Testing context limits: Start a conversation with an AI chatbot. Share a detailed list of 10 specific facts about yourself (make them up if you prefer — favourite colour, pet's name, etc.). Continue the conversation for 20-30 messages on various topics. Then ask the AI to recall all 10 facts. How many does it remember? This shows context window behaviour in practice.
Comparing models: If you have access to multiple AI tools (even free tiers), ask both the same complex question — something that requires nuance, like "What are the arguments for and against a four-day work week in New Zealand?" Compare the depth and quality.

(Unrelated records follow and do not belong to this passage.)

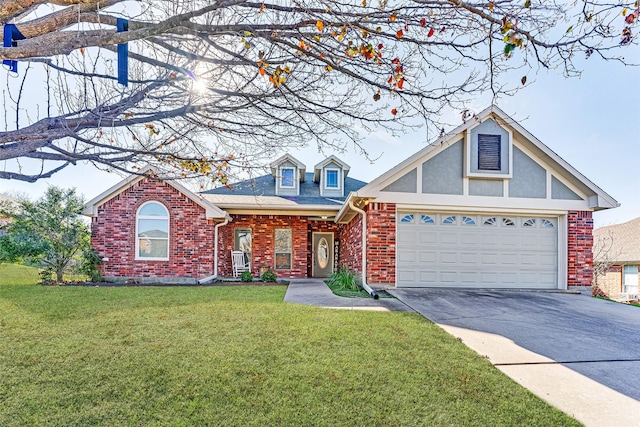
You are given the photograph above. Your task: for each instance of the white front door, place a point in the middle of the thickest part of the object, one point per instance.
(630, 279)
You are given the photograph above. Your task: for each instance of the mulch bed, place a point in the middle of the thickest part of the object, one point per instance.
(185, 285)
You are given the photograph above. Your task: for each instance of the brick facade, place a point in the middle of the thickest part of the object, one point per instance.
(381, 243)
(579, 248)
(262, 234)
(190, 235)
(350, 236)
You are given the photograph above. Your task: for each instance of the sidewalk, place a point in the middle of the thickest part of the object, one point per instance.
(315, 292)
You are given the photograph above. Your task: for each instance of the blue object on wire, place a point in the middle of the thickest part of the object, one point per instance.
(123, 53)
(11, 34)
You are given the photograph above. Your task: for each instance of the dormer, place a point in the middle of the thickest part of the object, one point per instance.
(330, 175)
(489, 152)
(288, 173)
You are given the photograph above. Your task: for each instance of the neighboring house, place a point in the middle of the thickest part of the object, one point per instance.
(617, 247)
(487, 205)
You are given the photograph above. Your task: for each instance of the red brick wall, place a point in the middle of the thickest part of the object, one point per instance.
(190, 234)
(263, 231)
(580, 245)
(350, 236)
(381, 243)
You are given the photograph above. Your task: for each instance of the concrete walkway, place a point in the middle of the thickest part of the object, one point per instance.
(464, 314)
(315, 292)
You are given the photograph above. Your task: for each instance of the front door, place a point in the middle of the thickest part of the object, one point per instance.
(322, 254)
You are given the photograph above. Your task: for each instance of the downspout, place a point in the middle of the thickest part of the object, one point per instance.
(365, 286)
(215, 252)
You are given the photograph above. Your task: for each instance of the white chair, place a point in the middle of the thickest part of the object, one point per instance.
(240, 263)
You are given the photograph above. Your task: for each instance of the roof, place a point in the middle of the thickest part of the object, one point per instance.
(287, 157)
(620, 242)
(317, 169)
(91, 207)
(598, 198)
(260, 192)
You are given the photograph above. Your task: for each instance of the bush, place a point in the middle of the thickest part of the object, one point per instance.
(269, 276)
(89, 265)
(343, 280)
(246, 276)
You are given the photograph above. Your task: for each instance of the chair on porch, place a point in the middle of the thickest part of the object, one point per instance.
(240, 263)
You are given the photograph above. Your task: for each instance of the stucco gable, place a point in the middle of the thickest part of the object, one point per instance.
(567, 181)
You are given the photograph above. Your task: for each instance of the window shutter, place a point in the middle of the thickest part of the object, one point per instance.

This gives you a sense of how model capability varies.

Knowledge Check

1. What is a token in the context of AI?

a) A payment method for AI services
b) A small piece of text, roughly three-quarters of a word, that the model processes
c) A physical chip inside the AI computer
d) A security credential for logging in

Answer: b) A token is a fragment of text — roughly ¾ of a word on average — that serves as the basic unit the model processes.

2. What happens when a conversation exceeds the model's context window?

a) The model crashes
b) The model starts charging double
c) Earlier parts of the conversation may be dropped, and the model can no longer "see" them
d) The model automatically summarises the conversation

Answer: c) When the conversation exceeds the context window, earlier messages may fall outside what the model can process, effectively being "forgotten."

3. Why might you choose a smaller AI model for a simple task?

a) Smaller models are always more accurate
b) Smaller models are faster and cheaper, and may be perfectly adequate for simple tasks
c) Smaller models have larger context windows
d) Smaller models are newer and therefore better

Answer: b) Smaller models use fewer resources, making them faster and cheaper. For straightforward tasks, they can perform just as well as larger models.